Presidential candidate Bernie Sanders stumped at Northstar Elementary  School in Knoxville on New Year's Eve morning.

The Vermont senator, who is running as a Democrat, says Wall Street's "recklessness" destroyed the economy with the subprime mortgage crisis in 2007. For this reason he says big financial institutions should help pay for free college education in the U.S. through a tax on speculation, or high-risk trading.

"When Wall Street went down they came to the middle class of this country and said, 'Help us. Bail us out.' Now it is Wall Street's turn to help the middle class," says Sanders. 

Sanders estimates his plan would cost $70 billion annually.

He also says he wants to help people refinance student debt, cap credit interest rates at 15 percent, "break up" big banks, and make it easier for small and medium-sized businesses get loans.

Sanders, a self proclaimed "democratic socialist," has surprised many by his continued success in polls.

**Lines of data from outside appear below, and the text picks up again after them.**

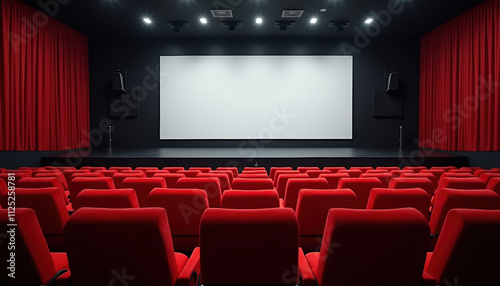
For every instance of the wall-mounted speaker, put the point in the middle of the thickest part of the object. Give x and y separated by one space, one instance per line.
117 82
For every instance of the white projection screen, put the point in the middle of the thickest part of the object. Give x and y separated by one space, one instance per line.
255 97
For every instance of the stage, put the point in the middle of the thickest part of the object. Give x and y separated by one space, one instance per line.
262 157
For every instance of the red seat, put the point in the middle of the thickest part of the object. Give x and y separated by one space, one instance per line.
371 247
119 238
50 210
170 179
361 187
118 178
408 183
106 198
184 208
210 185
312 210
143 186
249 247
79 184
333 179
400 198
448 199
468 249
294 185
250 199
252 184
34 264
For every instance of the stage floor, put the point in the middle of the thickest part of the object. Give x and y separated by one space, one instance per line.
266 157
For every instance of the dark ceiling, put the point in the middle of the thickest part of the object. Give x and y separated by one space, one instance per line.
124 18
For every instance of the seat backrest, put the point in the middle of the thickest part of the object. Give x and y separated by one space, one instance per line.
448 199
118 237
248 246
250 199
48 205
33 262
389 247
408 183
170 179
184 208
252 184
400 198
361 187
313 207
468 249
143 186
79 184
106 198
293 186
210 185
282 180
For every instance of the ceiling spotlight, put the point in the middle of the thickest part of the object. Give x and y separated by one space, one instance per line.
178 25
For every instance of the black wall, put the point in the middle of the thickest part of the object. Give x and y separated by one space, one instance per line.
140 59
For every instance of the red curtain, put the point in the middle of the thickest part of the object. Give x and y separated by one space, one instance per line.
460 82
44 82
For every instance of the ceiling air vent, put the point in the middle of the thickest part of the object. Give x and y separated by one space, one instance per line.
292 13
222 13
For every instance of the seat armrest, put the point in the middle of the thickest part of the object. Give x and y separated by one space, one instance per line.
305 273
189 275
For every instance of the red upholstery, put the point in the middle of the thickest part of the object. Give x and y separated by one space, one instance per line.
202 169
333 179
43 183
294 185
384 178
107 173
50 210
371 247
119 238
468 249
312 210
34 263
361 187
106 198
79 184
184 208
494 185
282 180
250 199
173 169
334 170
249 246
252 184
448 199
400 198
352 173
406 183
118 178
210 185
143 186
316 173
223 179
170 179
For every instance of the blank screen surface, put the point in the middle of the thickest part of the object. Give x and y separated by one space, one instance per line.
255 97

Analysts attribute this to the public's disillusionment with U.S. politics.

Sanders also puts the blame on socio-economic inequality. 

"Millions of people have been arrested, and have police records for possessing marijuana. But not one CEO of a large Wall Street Bank, whose greed and illegal behavior destroyed the lives of millions of people, not one of those guys has a police record," says Sanders. "It turns out that not only are the large financial institutions too big fail, the bankers are too big to jail. And that is a process, between you and me we are going to change." 

This evening Sanders is hosting a New Year’s Eve party in downtown Des Moines.